There is a widespread belief even in the capital, Kampala, that waste management is the sole responsibility of the municipal authority. It therefore should not be the responsibility of an individual or part of a collective effort carried out by all the population. This lack of education and raising effective awareness about waste and protecting private and urban area has stopped any type of burden-sharing and resulted in waste decomposing everywhere.
Hence, the creation of the Waste Management project managed by the Karon Relief Association and which we support together with our friends of the Insieme si Può. The project will organise education and training courses which raise awareness among people who have not got a clue about waste disposal. The training sessions will take place twice a week: a theoretical session to analyse the participants’ context – both in terms of their family and their neighbourhood – with consequent strategies to change behaviours; a practical session ‘on the field’ where they will be taught how plastic waste is recycled with sand to create paving elements which can be sold. This last activity aims to unite aspects such as protecting the user’s health, the environment and human dignity thanks to self-supporting themselves with a small income made from selling the paving elements, which will also be motivation to participate in the programme in the first place. Moreover, some women who live in the more degraded areas of Bukasa, basically living on the landfill’s ground, are helped to kickstart a waste sorting and plastic recovery activity which will give provide them with income.
The second step aims to place big rubbish bins in various waste collection centres, such as churches, mosques, municipal offices and other public places.
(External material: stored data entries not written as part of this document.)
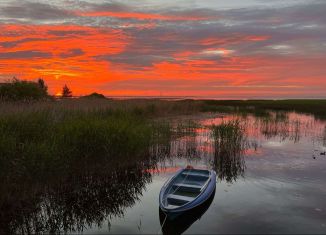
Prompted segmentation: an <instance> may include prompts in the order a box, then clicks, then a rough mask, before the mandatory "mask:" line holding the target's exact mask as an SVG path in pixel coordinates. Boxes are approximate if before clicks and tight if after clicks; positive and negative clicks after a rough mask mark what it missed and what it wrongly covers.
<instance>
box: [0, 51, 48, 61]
mask: <svg viewBox="0 0 326 235" xmlns="http://www.w3.org/2000/svg"><path fill="white" fill-rule="evenodd" d="M51 57H52V54H51V53H48V52H43V51H14V52H2V53H0V59H1V60H11V59H14V60H17V59H37V58H51Z"/></svg>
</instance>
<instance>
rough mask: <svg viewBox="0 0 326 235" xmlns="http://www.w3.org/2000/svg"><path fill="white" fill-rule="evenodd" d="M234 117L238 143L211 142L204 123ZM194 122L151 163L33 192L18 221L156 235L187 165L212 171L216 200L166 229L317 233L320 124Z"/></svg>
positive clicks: (321, 186)
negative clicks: (162, 197)
mask: <svg viewBox="0 0 326 235" xmlns="http://www.w3.org/2000/svg"><path fill="white" fill-rule="evenodd" d="M189 119H191V118H189V117H187V118H186V117H184V118H180V119H179V120H174V121H175V122H177V123H180V122H181V123H188V122H189ZM235 119H237V120H240V124H241V126H242V127H243V128H244V129H243V130H244V136H243V138H242V139H241V140H238V142H237V141H235V142H232V141H231V143H230V142H227V143H224V142H219V141H216V139H214V138H213V136H212V132H211V129H210V126H211V125H218V124H221V123H223V122H227V121H230V120H235ZM193 121H195V122H196V123H197V124H199V125H198V127H196V128H190V129H189V130H188V131H186V132H184V133H183V134H181V135H179V136H178V137H177V138H176V139H174V140H173V141H171V142H169V143H167V144H162V145H160V146H154V147H153V149H151V156H155V157H154V158H155V160H153V159H151V157H149V158H148V160H146V161H143V162H141V163H139V164H136V165H133V166H132V167H121V168H119V170H116V171H115V172H114V174H111V175H110V176H109V177H108V176H103V175H102V174H100V173H98V174H97V173H94V172H93V171H90V172H85V173H83V174H82V175H79V176H78V177H77V176H74V177H72V179H71V182H73V183H69V184H68V185H67V186H65V185H62V184H60V185H59V186H57V190H55V192H52V193H48V195H42V200H41V201H40V203H41V206H40V209H39V210H38V211H35V213H31V214H28V215H27V216H28V217H30V216H35V218H37V219H32V220H31V221H32V222H26V218H25V220H22V221H25V222H26V223H29V224H30V227H32V228H33V226H40V227H42V226H43V225H42V223H47V224H50V225H51V226H52V227H53V230H55V229H58V228H59V229H61V230H62V231H64V230H67V231H68V232H71V230H75V232H78V231H83V232H84V233H86V234H92V233H93V234H100V233H114V234H116V233H123V234H125V233H151V234H153V233H155V234H157V233H158V232H160V231H161V224H160V213H159V206H158V205H159V204H158V196H159V191H160V189H161V187H162V186H163V184H164V182H165V181H166V180H167V179H168V178H169V177H171V176H172V175H173V174H174V173H175V172H176V171H177V170H178V169H179V168H180V167H184V166H186V165H192V166H194V167H197V168H203V169H207V168H208V169H215V170H216V171H217V175H218V180H217V182H216V193H215V196H214V198H213V199H212V201H211V202H210V203H208V205H207V206H206V208H203V209H202V210H201V211H199V212H198V213H197V214H195V215H190V216H189V217H187V219H186V221H179V222H178V223H176V224H173V222H167V223H166V224H165V227H164V229H163V230H164V231H165V232H168V233H172V232H184V233H190V234H191V233H192V234H193V233H326V156H325V151H326V122H325V121H320V120H316V119H315V118H314V117H313V116H309V115H301V114H296V113H278V114H276V113H272V114H271V116H269V117H266V116H264V117H254V116H251V115H247V116H235V115H217V114H216V115H214V114H212V115H209V116H208V115H205V116H199V117H194V118H193ZM42 215H43V216H42ZM38 218H41V219H38ZM29 219H30V218H27V220H29ZM161 220H162V218H161ZM33 221H34V222H33ZM35 221H38V222H37V223H40V224H37V223H36V222H35ZM25 222H23V223H25ZM17 226H18V227H19V226H20V225H17ZM51 226H50V227H51ZM48 227H49V226H48Z"/></svg>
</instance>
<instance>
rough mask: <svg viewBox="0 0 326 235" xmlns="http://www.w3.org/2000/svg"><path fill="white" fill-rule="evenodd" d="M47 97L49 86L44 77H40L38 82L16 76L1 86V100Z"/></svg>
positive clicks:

A young person in charge for every area will control that organic products are separated from inorganic ones, acting as a trainer by underlining the benefits of such a practice to the centres’ users.
Karon Relief will sign a contract with one/two waste collection companies which will travel to the centres with lorries, transporting sorted waste to other specific centres for correct disposal.
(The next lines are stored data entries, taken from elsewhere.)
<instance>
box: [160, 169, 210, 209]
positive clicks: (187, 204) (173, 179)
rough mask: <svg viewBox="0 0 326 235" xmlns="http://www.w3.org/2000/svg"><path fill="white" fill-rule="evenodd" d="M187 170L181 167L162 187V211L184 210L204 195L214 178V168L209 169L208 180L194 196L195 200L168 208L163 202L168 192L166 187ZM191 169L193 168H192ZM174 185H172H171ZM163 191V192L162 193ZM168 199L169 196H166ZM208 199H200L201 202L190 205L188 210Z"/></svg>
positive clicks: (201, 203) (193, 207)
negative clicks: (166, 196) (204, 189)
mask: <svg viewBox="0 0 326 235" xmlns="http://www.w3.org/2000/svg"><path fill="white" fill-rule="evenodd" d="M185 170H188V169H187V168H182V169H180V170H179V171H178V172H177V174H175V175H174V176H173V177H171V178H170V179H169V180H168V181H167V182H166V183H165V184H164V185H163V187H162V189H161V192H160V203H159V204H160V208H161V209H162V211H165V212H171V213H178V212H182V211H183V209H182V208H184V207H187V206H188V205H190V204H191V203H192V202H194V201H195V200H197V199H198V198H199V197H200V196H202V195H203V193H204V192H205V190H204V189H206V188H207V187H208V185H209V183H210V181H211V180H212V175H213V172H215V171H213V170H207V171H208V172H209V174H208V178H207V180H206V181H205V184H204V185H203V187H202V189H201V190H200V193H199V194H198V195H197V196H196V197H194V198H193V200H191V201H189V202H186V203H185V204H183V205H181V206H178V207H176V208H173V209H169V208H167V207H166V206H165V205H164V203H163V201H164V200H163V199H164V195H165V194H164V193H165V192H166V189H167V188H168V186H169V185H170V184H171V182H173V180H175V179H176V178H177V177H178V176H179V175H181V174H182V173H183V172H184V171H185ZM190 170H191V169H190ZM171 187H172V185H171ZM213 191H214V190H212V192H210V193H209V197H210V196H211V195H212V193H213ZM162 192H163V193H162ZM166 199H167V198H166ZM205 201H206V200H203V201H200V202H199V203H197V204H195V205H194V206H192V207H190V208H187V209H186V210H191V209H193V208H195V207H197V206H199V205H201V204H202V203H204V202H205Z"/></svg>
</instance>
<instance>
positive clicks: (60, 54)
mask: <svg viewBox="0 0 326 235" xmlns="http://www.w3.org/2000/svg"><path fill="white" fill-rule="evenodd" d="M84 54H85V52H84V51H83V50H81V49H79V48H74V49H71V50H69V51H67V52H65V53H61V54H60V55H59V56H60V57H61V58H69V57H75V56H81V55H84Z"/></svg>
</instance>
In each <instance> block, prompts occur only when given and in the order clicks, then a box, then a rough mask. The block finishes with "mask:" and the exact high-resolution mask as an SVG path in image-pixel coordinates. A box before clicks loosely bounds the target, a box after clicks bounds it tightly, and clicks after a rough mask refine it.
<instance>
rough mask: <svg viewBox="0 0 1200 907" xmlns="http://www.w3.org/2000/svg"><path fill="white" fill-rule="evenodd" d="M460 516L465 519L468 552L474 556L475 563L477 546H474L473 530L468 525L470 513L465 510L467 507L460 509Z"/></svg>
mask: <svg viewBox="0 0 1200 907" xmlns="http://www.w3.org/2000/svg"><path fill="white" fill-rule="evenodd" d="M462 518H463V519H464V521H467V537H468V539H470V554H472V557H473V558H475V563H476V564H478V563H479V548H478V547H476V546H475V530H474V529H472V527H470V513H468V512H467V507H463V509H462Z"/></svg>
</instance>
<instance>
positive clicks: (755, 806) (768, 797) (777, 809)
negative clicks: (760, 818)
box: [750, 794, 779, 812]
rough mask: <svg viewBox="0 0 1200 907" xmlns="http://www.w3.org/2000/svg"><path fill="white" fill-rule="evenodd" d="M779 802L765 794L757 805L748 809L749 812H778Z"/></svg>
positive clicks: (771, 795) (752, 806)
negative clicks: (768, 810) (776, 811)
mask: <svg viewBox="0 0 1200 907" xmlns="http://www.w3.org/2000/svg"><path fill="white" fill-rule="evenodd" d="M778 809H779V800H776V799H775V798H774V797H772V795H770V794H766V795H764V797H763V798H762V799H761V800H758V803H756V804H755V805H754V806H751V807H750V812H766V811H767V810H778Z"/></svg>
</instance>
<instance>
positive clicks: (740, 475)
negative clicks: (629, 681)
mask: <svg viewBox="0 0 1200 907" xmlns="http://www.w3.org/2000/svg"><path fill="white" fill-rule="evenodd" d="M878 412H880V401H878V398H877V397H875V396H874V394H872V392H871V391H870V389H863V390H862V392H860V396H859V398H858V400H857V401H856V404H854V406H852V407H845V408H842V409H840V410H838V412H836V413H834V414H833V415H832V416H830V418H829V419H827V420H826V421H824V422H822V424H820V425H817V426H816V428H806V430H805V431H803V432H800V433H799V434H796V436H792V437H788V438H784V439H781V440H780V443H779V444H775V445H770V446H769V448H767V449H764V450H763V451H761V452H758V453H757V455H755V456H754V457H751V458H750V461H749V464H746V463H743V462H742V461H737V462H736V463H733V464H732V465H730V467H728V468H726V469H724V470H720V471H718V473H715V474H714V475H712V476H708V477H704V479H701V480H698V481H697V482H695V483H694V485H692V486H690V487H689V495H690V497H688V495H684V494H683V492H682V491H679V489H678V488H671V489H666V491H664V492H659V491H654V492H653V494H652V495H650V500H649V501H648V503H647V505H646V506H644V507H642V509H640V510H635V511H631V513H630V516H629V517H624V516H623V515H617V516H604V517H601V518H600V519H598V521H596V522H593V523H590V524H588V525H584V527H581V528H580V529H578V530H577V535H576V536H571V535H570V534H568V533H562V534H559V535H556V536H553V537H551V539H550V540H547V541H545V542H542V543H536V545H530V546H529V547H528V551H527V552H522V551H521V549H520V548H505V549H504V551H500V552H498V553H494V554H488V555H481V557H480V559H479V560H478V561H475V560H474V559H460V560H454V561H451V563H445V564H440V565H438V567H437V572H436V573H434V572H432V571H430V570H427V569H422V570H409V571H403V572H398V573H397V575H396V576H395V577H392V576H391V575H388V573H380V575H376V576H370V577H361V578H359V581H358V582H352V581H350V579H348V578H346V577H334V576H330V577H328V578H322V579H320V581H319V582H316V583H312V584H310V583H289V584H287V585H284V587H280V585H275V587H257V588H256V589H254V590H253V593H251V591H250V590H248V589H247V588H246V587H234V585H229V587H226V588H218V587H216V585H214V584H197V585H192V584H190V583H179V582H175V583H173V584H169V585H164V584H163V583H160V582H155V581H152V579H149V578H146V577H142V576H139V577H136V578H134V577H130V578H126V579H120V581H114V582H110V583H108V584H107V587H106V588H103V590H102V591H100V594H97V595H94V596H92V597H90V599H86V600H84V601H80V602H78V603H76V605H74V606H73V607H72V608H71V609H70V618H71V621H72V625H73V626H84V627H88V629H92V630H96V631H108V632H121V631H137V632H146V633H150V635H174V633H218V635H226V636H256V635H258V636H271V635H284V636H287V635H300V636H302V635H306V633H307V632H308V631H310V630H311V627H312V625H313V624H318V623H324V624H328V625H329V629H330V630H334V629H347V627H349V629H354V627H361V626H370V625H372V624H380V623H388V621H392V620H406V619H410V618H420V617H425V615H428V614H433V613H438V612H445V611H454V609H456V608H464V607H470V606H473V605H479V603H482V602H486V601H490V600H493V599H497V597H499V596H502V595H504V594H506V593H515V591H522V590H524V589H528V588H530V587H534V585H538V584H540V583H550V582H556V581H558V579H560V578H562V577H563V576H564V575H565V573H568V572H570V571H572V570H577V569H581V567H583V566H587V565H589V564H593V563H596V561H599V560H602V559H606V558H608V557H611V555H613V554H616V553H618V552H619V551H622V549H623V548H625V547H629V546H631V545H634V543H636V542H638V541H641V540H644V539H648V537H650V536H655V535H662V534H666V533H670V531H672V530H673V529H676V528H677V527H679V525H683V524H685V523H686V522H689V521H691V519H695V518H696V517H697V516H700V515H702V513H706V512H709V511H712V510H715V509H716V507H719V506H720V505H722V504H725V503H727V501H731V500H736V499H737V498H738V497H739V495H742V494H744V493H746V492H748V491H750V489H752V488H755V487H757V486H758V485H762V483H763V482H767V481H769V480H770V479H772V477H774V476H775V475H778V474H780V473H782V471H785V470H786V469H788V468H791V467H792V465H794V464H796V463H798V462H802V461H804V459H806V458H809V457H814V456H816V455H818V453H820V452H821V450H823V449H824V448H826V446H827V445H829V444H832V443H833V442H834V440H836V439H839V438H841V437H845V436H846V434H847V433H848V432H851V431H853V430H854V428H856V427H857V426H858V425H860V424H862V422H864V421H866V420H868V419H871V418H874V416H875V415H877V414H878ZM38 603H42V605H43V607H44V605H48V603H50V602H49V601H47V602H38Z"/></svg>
The young employees will work in the different collection centres by keeping the area clean and controlling whether waste is separated correctly, emptying the bins, and will work closely with local authorities.
At the same time, awareness campaigns will be carried out by hanging warning signs on rubbish bins, cars, and buildings. One of these campaigns will focus on promoting the use of paper bags to replace polythene, reinforced by training sessions which will teach participants how to produce paper bags.
One among the main objectives of the project is the creation of a collaborative network among the various areas where previously sorted waste (plastic, paper, iron) is then sold. The money from this activity in the future can be funnelled to support the projects’ costs.
The programme is thought for all age groups. Participants will come from the communities of Bukasa/Kirinya (Wakiso district) and Namuwongo (Makindye division), which are some among the most populous and highly polluted areas of the city of Kampala. Preferentially, participants will be people who up until now have had less opportunities to access content and stimuli on environmental topics and protecting a decent life, therefore principally the population living in shantytowns.